The problem with growing up with books written before 1950 is that most of them were written by authors with the privileged leisure to write books. I generalise, but as far as I could make out, the gentlemen had gentlemanly job titles (if any) like Professor and the ladies either lived by their pen, or on the family fortune, or on their husband's income. If asked how L. Frank Baum or Lucy Maud Montgomery had fed, housed and clothed themselves, I would have assumed they received an income from the sale of their books. Perhaps they did, but what I did not know about was that there was a vast ocean of authors who never achieved anything like Baum's or Montgomery's publishing success.
My inner script, therefore, said that--since I got A+ in Creative Writing--I was sure to make a living as an author. By the time I was 19, however, I had divined that this was easier to dream than to do, so I vaguely set my sights on an academic career. Sadly, I still laboured under the mistaken belief that if something is hard, you lack talent, and should find something to study that you are talented at, i.e. find easy. How disappointed I was to discover that Ancient Greek is really hard. I thought this meant I had no talent in it. Needless to say, I swam in a lot of self-hatred and anxiety until I switched my major to English Literature. The A's and even A+'s came back---because of My One Talent, I thought.
I enjoy mining my mistakes to help other people, especially young women, not make them. To recap, the first mistake I explode in this post is that any but a minority of book authors make a living at writing books. The second is that your brain is made of concrete that has hardened in a certain shape and that you are incapable of learning things you find difficult so well that they become easy tak jak język polski.
Unfortunately, both mistakes carry a heretical theological idea, which is "God must love those more/differently talented people more than me, or He would have set the concrete of my brain differently/sent me the requisite successful ideas/stamina for a bestseller."
But I seem to have gone off-course, for what I really wanted to talk about was Jacob Lund Fisker's idea that most of us are born in wage-slavery, and it is our job to dig ourselves out. I have actually bought the book version of "Early Retirement Extreme," not because I want to retire extremely early (too late!) but because I don't want B.A. and I to have an impoverished old age.

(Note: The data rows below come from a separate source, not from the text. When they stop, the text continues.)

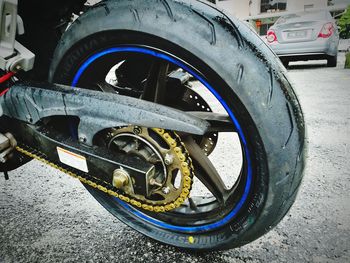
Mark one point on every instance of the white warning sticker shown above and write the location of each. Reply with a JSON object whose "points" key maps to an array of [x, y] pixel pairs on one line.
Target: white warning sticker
{"points": [[72, 159]]}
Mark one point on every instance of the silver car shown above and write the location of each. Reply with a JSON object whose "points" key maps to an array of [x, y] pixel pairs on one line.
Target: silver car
{"points": [[303, 36]]}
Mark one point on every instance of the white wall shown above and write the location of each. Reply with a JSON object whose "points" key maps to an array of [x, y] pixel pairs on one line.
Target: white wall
{"points": [[239, 8], [295, 5]]}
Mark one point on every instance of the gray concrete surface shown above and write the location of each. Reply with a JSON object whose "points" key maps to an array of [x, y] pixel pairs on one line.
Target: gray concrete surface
{"points": [[46, 216]]}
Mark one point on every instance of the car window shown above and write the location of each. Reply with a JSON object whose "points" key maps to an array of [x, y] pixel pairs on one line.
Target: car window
{"points": [[300, 17]]}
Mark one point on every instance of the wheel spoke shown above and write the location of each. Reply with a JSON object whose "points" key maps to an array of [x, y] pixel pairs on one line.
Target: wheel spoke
{"points": [[205, 170], [155, 85], [218, 122]]}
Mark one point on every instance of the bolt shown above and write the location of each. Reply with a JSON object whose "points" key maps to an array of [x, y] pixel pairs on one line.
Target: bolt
{"points": [[154, 182], [137, 130], [166, 190], [120, 178], [168, 159]]}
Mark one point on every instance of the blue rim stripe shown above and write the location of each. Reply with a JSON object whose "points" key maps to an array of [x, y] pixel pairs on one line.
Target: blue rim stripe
{"points": [[180, 64]]}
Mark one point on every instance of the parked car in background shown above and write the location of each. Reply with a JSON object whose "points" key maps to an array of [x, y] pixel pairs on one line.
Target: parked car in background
{"points": [[305, 36]]}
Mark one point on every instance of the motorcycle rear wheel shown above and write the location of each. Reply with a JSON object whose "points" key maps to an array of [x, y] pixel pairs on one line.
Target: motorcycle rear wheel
{"points": [[239, 72]]}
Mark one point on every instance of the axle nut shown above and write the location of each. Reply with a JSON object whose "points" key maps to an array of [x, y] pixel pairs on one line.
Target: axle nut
{"points": [[120, 178]]}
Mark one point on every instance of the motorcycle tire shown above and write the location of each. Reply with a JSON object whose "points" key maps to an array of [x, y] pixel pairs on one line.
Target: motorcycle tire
{"points": [[242, 73]]}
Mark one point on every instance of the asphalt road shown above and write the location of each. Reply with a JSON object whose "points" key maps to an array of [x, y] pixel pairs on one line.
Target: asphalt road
{"points": [[46, 216]]}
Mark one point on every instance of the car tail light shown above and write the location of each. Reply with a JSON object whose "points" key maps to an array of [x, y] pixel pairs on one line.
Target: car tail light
{"points": [[271, 36], [326, 31]]}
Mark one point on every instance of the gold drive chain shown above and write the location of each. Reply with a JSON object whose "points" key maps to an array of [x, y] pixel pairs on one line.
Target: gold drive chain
{"points": [[173, 141]]}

The time to begin preventing your impoverished old age is really when you are a teenager and earn your first paycheque. I read recently that if you manage to save $15,000 by 25 and then invest it in a tax-sheltered vehicle at 10%, you will discover when you are 65 that it has turned into $1,000,000. Of course, one problem--when you are a teenager or even 25--is that you cannot imagine being 65. Another problem is earning as much as $15,000 by age 25 although I bet if you added up all the money you have earned after taxes so far, you would faint dead away. I don't dare think about all the money I made and squandered as a teenager.
At any rate, were I speaking kindly to my teenage self today--a very good imaginary exercise, by the way, as it cheers up the teenager still residing within--I would tell myself to save 50% of everything I make for the rest of my life. One thinks of the charming child in The Pursuit of Love who hoarded all pocket money so that she could run away one day. Perhaps the secret is giving children a goal.
"Dear Nephews! Dear Nieces! If you save up 50% of all pocket money, all cash gifts, all summer jobs, you will be well on your way to wealth and can do anything you like when you are 40."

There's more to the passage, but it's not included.